The Wall Street Journal is misrepresenting the legal justification for President Obama's executive actions on immigration from the Justice Department's Office of Legal Counsel (OLC) -- even falsely claiming that the OLC's opinion does not quote "specific statutory language."
On November 20, Obama announced that he would take executive action on immigration by prioritizing deportations of dangerous undocumented immigrants over the undocumented parents of U.S. citizens or lawful permanent residents who pass a criminal background check and register for temporary administrative relief. Right-wing media were quick to accuse Obama of lawlessness for this deferred action on deportations and to declare his order "unconstitutional," despite the fact that the overwhelming majority of legal experts agree that the president has the authority to exercise this sort of prosecutorial discretion in service of family unification.
The Wall Street Journal was no exception. Before the president issued his executive order, the Journal claimed in a November 16 editorial that the president didn't have the authority to act on immigration because his administration had not yet received a "written legal justification" from the OLC. According to the editorial, the "President should always seek legal justification for controversial actions to ensure that he is on solid constitutional ground" by asking for the OLC's guidance. The Journal ultimately concluded that "[i]t's possible" the Obama administration hadn't "sought an immigration opinion because they suspect there's little chance that even a pliant Office of Legal Counsel could find a legal justification" -- apparently unaware that Obama had already received legal advice from the OLC, Attorney General Eric Holder, and immigration experts before the Journal published its editorial.
As requested, the OLC published its official opinion on Obama's immigration proposal prior to his announcement on November 20. The opinion determined that the president had the authority to prioritize and defer some deportations over others -- but that apparently wasn't enough to appease the Journal.
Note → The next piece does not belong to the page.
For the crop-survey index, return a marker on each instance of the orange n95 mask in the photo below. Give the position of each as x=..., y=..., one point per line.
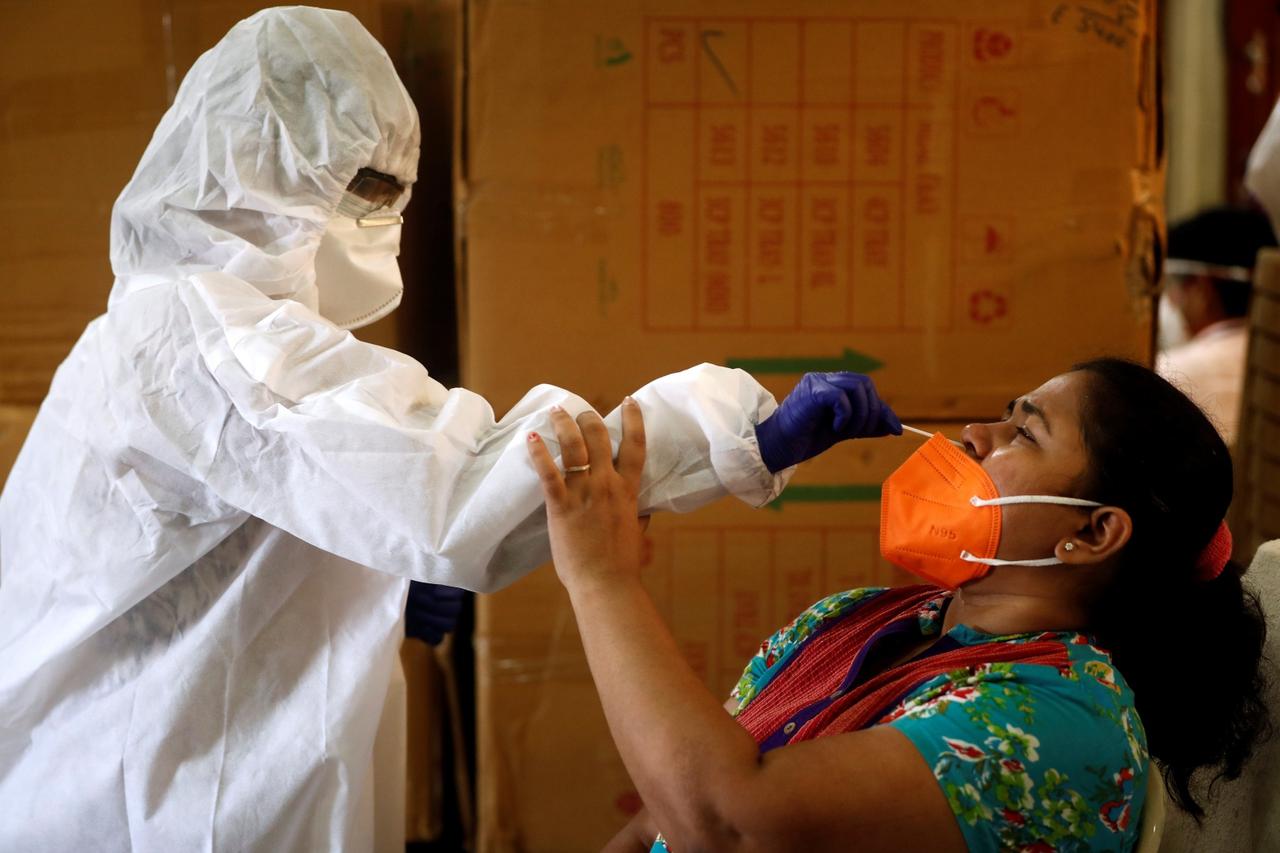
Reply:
x=941, y=516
In a November 24 editorial, the Journal criticized the OLC's opinion: "Now that we've studied the legal memo his government used to support his order, his abuse of power looks even worse." But the editorial incorrectly claimed the opinion allowed the president to "rewrite" the law by "exempting whole categories of people and extending federal benefits that they aren't entitled to by statute." Worse, the Journal falsely claimed the memo omitted information that it actually included. From the November 24 editorial:
The problem, as the Justice Department's Office of Legal Counsel (OLC) concedes in the 33-page document, is that "the Executive cannot, under the guise of exercising enforcement discretion, attempt to effectively rewrite laws to match its policy preferences" or apply "set formulas or bright-line rules." Yet Mr. Obama is making precisely such a rewrite, by exempting whole categories of people and extending federal benefits that they aren't entitled to by statute.
By recognizing that there is no categorical exemption, the OLC is implicitly admitting that Mr. Obama is stretching prosecutorial discretion beyond legal norms.
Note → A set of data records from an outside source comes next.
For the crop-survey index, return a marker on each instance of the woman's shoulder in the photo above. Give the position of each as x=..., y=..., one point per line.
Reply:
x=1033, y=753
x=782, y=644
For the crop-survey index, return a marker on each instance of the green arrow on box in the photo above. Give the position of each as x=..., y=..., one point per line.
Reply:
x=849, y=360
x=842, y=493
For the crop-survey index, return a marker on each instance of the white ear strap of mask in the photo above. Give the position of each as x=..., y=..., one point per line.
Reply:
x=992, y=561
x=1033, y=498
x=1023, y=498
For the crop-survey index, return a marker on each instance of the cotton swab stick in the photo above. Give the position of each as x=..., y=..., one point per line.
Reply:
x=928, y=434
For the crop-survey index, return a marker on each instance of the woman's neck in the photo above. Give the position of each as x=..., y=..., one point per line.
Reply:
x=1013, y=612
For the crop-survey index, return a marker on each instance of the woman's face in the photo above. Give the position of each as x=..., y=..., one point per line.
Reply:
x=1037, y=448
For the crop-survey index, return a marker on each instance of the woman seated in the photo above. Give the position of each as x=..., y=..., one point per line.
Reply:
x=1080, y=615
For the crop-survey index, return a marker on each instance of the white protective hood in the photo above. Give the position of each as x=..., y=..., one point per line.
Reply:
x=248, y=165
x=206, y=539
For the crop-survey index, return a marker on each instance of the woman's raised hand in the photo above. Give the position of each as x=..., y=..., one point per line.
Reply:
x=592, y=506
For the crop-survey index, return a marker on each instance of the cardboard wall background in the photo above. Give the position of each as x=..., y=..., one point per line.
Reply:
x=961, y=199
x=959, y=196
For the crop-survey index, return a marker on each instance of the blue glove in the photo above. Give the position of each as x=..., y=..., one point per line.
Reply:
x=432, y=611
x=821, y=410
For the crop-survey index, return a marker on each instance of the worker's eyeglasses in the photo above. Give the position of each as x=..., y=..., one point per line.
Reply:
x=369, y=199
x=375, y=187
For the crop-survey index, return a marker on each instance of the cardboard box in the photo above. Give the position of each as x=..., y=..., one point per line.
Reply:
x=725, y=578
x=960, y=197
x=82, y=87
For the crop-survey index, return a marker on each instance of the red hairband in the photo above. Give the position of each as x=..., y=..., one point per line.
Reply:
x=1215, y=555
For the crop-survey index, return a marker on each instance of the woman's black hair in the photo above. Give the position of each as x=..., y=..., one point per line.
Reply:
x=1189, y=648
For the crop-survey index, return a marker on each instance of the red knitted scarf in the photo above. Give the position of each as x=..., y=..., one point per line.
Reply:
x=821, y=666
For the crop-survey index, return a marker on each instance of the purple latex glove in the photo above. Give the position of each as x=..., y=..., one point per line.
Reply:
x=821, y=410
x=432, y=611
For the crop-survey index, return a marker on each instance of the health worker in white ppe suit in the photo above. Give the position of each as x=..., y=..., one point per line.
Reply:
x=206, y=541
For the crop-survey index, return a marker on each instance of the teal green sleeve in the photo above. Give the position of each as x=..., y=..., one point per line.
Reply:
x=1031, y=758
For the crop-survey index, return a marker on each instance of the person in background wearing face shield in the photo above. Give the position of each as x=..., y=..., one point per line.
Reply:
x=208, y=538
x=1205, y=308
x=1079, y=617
These are the kind of errors that normally scrupulous lawyers make under deadlines or political pressure. The OLC memo reveals that the White House did not submit formal legal questions until Wednesday, Nov. 19, and the OLC drafted the opinion the same day. The details of the new program weren't complete and submitted to the Justice Department until Monday. The OLC published the memo on Thursday, Nov. 20.
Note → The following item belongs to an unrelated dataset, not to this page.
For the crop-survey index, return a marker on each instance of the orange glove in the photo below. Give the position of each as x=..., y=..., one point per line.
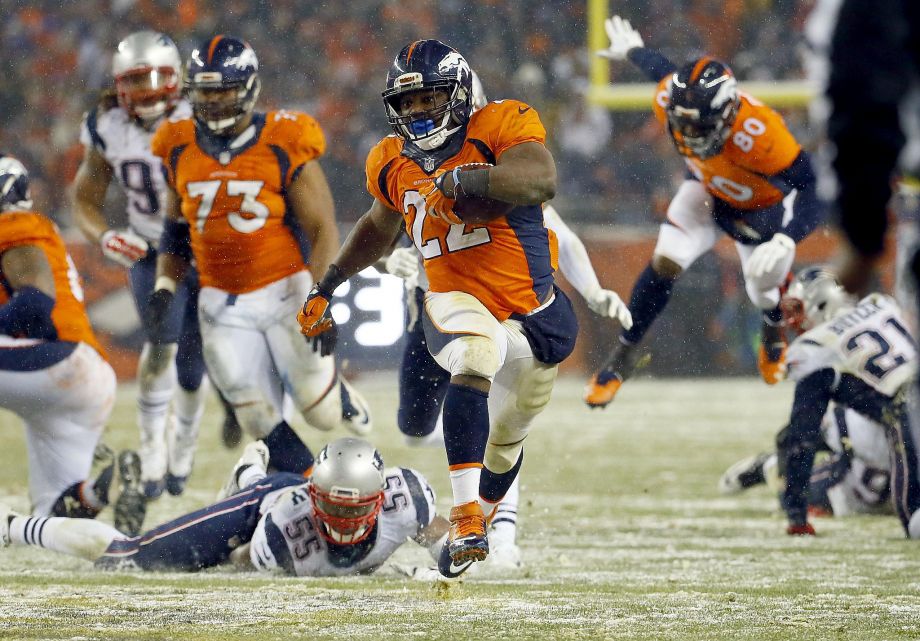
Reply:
x=438, y=204
x=313, y=318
We wouldn't be surprised if some West Wing minion read our editorial [from November 16] "The Missing Immigration Memo," panicked, and rushed one out. Mr. Obama's political calculation --in keeping with his lawlessness on health care, drug policy and the rest -- seems to be that he'll dispense with laws or parts of laws that displease him and dare Congress to challenge him. Republicans can and should take the dare.